The next day, I found the mosque, the Chinese tourist bus route, and a Muslim street complete with the yak slaughterhouse (wow...I smelled that before I saw it, filled with blood and pelts and heads, and kids playing outside. A new truck was arriving as I walked past..). For lunch I had lamb skewers (delicious) and cold rice noodles (not so much). I took a small nap before heading to the bus station to buy tomorrow's ticket, and then stopped into another teahouse by the river...where I was herded into a room with four friendly mahjong playing guys, and I awkwardly sat on the couch in the corner. In the evening, I tried out a Tibetan massage, which was excellent - surprisingly similar to xi jiao, but the Tibetan medicine made interesting jelly bubbles and they refilled the hot water :) -- and we got tea in the brewing cup! English corner was skipped because it seemed to be one English teacher (a wai jiao like me?) entertaining a group of small children.
Chengdu 成都
The bus ride from Songpan to Chengdu was filled with some stunning Sichuan scenery - tall mountains, narrow valleys, ancient villages of wooden houses and stone watchtowers, river churning like the stomachs of some of the bus's passengers, farms and men combing their yaks for the odd tourist photo (no takers were seen). Still, the train, it is a comin'...over, apparently.
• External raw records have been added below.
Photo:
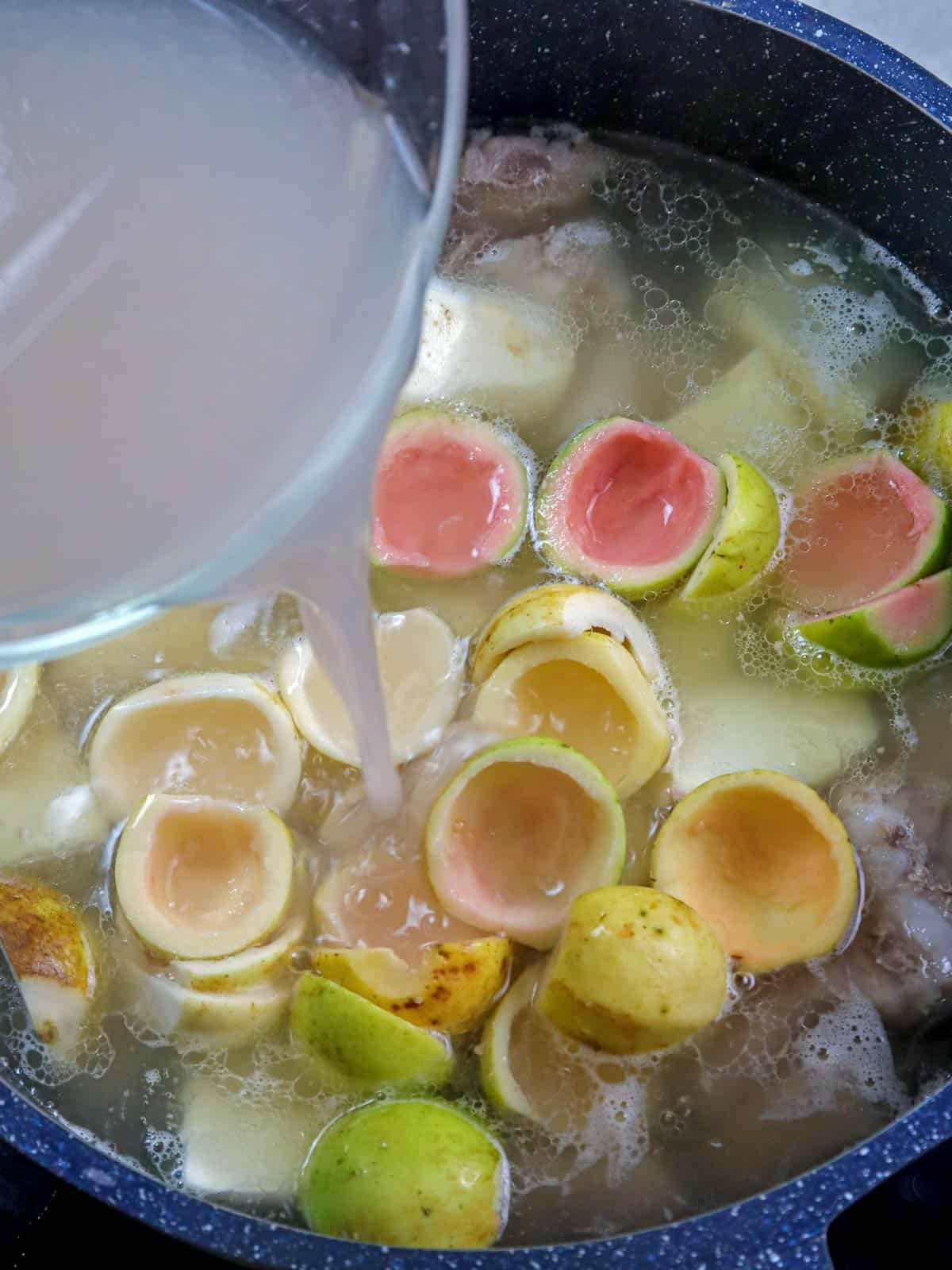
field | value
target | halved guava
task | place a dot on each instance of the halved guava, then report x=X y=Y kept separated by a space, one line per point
x=451 y=990
x=562 y=610
x=408 y=1172
x=203 y=878
x=747 y=535
x=588 y=692
x=895 y=630
x=253 y=965
x=44 y=940
x=452 y=495
x=217 y=734
x=862 y=527
x=522 y=829
x=766 y=861
x=628 y=505
x=355 y=1045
It mostly looked like tunnels as I passed, but the concrete support beams will soon snuff the light out...bad for the village culture, anthropologically speaking, but good opportunities for the individual people in terms of access to education, health care, business...
Langzhong 阆中
After traveling to Langzhong, I waited too late to write and then couldn't remember all I wanted to say...Something about a lazy morning, a bus for four hours, a taxi driver and hostel owners being super helpful in getting me there. I walked around all afternoon. The town was like mini Pingyao, but much less crowded - very cute, and almost the feel of a French village (there was French on the tourist signs to boot). Kids were happy and playing in the streets, though old people looked suspicious of me (there were the remains of a huge abandoned Communist complex nearby). The owner of a cafe where I had zhang fei niu rou mian was excited to have a customer. At first I was the only person in the inn, but I prepared for more to arrive on the weekend - the infrastructure in town was very well set up. The Inn was an old courtyard house - a small one, for a family. It made me think of a loft Coley and Chrissie and I would have loved to have as imaginative children. I like to take the time to wonder about who lived in places like this and what it was like - letters under floorboards and things like that - rather than running off to the next destination. I decided to stay another day and write and study Chinese in the coffee shop or teahouse, then treat myself to the vinegar foot bath.
I walked around alleys the next morning - filled with art studios, calligraphy workshops, kids playing in the streets, old people watching TV behind carved shutters. I found another section of town and another tower. I had lamb skewers and hot and sour noodles for lunch; the patrons were excited. After getting full, I took a nap in the sweltering heat. I woke up with a coffee at the "If you love coffee" shop while reading Bill Bryson - no writing or Chinese - and milk (or coffee?) upset my stomach. I calmed it with a bit of fried chicken for dinner. I got a vinegar footbath and mini foot massage; the other girls there were impressed I was traveling alone. (It seems Chinese women never do.) At dusk the city wall had a good sunset view; they were setting up a courtyard teashop below. I walked around shops as lanterns came on; there were lots of tourists on a Saturday night.
Zigong 自贡
They rushed me on the bus so fast I didn't even have time to look at my ticket - when we stopped at the rest stop, the bus didn't say "Zigong" at all, and I could barely see because I was in the last seat, in the back with no window...but in the end, they dropped me off on the right corner, confirmed by the driver and the woman who took my ticket, my bag was there where the man who came to collect me put it, and I found the hotel easily. Whew! I went to the teahouse in the afternoon...sweltering, but with a pretty river and temple view. I studied Chinese a little. I think if I could do my master's again, I would study Chinese tea culture - types of tea, types of teahouses, different ways of and utensils for serving. There was a man there who was the perfect picture of an ancient scholar - long white hair and wispy beard, round little glasses, pouring so contentedly over a piece of calligraphy that he didn't notice my presence. I missed Nano.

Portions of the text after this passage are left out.